For a period that worked extremely well…

However the market we operate in today looks different to the one that existed even five or six years ago – hybrid working has reshaped where people choose to live, rents have risen quickly, development accelerated at pace and now planning pipelines are beginning to slow again.

At the same time regulatory change is introducing fresh uncertainty. If residents can move more easily, investors and lenders inevitably ask harder questions about income stability. The comfort that once came with fixed-term forecasting begins to weaken.

Some operators are already responding intelligently. Large portfolios allow residents to move between units or even between buildings within the same brand. That approach keeps people inside the ecosystem rather than losing them entirely. Churn becomes managed migration.

Of course, not every scheme has that option.

For a single-asset scheme, every departure is felt more directly. The effect can be even sharper where the resident profile is younger and more mobile. Flexibility is attractive to residents, but it also means volatility becomes part of the operating model whether operators like it or not.

That is why the conversation around retention is changing

It is not about superficial perks or occasional events – residents rarely stay in a building because of pizza nights or rooftop yoga sessions. They stay because the fundamentals work: the lift gets promptly fixed, communication is clear and human rather than bureaucratic, rent reviews are handled sensibly, and reporting is done professionally and clearly, easy to understand rather than buried in long unread documents.

When renewal time arrives, most residents do not open a spreadsheet and conduct a detailed comparison exercise. They ask themselves a far simpler question: is it better to stay here or to move?

If the answer begins to tilt even slightly towards moving, operators will feel the impact.

In Build to Rent, the resident experience is not just a branding exercise, it is a commercial strategy.
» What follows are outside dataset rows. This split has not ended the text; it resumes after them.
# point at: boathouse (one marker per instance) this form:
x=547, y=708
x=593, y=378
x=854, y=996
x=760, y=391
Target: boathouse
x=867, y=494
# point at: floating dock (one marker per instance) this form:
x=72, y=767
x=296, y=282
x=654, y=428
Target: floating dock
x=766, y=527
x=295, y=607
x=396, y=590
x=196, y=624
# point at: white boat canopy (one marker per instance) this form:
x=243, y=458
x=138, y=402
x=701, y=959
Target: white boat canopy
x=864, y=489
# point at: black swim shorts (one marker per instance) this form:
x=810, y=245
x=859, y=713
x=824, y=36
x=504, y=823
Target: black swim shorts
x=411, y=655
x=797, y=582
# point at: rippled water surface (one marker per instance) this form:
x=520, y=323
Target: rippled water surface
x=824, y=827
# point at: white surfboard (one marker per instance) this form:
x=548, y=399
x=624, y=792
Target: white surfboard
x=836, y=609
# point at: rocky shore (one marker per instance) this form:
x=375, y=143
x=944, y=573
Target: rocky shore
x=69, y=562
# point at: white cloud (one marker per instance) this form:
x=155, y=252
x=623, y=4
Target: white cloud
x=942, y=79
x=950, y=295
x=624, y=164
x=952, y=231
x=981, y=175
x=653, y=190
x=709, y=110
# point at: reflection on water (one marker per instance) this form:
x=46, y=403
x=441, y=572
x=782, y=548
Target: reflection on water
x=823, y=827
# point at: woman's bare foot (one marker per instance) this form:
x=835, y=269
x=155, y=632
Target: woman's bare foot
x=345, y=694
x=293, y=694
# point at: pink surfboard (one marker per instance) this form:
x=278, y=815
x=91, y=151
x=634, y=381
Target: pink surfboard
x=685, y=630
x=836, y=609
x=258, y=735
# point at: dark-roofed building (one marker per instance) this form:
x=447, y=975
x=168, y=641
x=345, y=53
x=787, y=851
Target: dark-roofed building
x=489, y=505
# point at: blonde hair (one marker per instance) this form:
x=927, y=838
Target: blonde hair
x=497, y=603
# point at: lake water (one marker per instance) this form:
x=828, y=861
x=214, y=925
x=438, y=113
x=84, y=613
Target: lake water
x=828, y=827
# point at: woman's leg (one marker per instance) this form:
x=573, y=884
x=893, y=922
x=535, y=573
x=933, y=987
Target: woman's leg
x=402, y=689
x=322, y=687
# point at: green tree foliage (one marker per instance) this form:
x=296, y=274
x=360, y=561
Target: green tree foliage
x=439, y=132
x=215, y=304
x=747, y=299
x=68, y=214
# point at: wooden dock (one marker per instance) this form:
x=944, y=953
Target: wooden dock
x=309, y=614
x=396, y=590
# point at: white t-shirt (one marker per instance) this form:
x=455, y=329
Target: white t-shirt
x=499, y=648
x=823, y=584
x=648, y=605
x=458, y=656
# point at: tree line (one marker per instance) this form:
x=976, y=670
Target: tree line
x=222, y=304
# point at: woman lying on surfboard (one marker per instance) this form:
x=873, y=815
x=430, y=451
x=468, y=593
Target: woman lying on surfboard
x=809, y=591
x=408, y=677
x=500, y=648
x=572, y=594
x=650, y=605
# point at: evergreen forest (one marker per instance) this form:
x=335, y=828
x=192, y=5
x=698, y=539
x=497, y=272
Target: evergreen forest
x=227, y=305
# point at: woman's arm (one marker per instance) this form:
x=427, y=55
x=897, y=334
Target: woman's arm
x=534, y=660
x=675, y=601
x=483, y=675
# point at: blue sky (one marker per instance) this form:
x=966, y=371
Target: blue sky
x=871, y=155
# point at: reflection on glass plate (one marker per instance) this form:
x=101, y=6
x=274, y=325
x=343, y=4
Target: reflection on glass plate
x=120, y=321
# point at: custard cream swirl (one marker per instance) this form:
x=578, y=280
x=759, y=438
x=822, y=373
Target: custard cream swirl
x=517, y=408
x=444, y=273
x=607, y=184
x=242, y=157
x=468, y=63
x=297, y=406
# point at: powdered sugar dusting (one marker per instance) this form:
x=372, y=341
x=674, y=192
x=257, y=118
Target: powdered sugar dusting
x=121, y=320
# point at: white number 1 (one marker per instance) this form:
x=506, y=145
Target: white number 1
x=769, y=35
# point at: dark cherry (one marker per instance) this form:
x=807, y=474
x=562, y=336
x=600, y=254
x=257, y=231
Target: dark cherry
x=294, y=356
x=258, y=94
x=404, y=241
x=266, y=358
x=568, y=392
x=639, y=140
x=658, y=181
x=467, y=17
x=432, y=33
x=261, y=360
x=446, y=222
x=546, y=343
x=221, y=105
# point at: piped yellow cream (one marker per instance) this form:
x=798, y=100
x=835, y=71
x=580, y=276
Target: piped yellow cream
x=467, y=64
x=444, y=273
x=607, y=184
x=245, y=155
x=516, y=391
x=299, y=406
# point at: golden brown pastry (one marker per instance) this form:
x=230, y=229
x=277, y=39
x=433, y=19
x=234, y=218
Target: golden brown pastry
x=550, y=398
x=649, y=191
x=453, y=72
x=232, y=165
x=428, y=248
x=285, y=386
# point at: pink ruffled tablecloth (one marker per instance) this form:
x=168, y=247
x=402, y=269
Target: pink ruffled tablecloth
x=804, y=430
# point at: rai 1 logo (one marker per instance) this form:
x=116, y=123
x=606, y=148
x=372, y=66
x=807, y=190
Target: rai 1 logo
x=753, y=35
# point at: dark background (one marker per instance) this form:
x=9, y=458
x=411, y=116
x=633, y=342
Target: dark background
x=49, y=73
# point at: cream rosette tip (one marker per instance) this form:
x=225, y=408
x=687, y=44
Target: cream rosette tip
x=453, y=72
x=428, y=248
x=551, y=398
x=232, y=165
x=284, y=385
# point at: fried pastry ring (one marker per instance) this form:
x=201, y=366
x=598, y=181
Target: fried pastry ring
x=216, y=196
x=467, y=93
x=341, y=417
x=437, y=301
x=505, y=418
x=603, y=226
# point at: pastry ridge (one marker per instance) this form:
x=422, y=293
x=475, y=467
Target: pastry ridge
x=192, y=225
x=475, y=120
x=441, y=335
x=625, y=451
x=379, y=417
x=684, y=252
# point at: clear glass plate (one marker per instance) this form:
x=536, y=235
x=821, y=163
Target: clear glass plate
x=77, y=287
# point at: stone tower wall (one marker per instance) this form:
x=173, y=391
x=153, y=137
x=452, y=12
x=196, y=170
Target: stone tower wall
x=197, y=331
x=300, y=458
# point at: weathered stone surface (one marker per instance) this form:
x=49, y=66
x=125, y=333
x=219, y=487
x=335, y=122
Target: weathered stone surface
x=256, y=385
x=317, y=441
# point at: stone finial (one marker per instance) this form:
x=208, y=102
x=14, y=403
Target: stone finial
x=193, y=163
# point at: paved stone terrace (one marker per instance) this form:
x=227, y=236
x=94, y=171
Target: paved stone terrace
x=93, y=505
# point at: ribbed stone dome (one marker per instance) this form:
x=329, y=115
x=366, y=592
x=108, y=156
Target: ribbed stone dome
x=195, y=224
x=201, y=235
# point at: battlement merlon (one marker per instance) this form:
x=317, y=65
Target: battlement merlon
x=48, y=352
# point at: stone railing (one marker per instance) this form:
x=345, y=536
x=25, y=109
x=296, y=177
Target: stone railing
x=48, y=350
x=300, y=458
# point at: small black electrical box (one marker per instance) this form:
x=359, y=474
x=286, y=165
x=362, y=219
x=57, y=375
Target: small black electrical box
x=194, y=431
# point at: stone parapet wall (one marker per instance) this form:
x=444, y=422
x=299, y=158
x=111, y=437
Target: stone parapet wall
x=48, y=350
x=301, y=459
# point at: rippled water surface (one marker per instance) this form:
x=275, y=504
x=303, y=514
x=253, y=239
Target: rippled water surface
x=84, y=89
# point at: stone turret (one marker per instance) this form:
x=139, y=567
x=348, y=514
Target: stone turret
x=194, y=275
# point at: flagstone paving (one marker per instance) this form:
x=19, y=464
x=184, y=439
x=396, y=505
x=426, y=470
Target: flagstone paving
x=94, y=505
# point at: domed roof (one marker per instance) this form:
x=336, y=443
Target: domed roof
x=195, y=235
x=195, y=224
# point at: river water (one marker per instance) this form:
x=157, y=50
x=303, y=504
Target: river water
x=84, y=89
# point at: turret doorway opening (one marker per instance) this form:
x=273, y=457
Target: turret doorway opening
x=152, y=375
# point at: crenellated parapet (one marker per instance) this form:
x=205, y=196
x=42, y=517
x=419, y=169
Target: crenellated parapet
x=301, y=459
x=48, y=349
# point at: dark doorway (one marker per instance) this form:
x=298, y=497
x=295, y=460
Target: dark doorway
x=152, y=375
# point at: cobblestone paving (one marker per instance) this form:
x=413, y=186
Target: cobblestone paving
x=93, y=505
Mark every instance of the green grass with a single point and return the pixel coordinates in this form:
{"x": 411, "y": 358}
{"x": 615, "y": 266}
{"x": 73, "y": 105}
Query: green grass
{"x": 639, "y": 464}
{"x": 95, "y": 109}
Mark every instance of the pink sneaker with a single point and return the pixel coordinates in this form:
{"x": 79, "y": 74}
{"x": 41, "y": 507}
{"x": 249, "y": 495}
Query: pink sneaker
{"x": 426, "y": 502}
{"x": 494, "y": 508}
Operators have always balanced efficiency, cost control and tenant experience, but now they must ensure that experience sits in that balance too, because it has a striking, direct impact on churn.

That’s why retention is the new yield

The first chapter of Build to Rent was about scale – delivering impressive buildings and establishing the sector as a credible institutional asset class. The next chapter will be defined by how well operators manage instability within those assets.

Growth may still dominate the headlines, but behind the scenes, the schemes that perform best will be the ones that quietly, but confidently, hold on to their residents.

In a more fluid tenancy environment, stability becomes valuable in its own right, which is why, in today’s Build to Rent market, retention is starting to look very much like the new yield.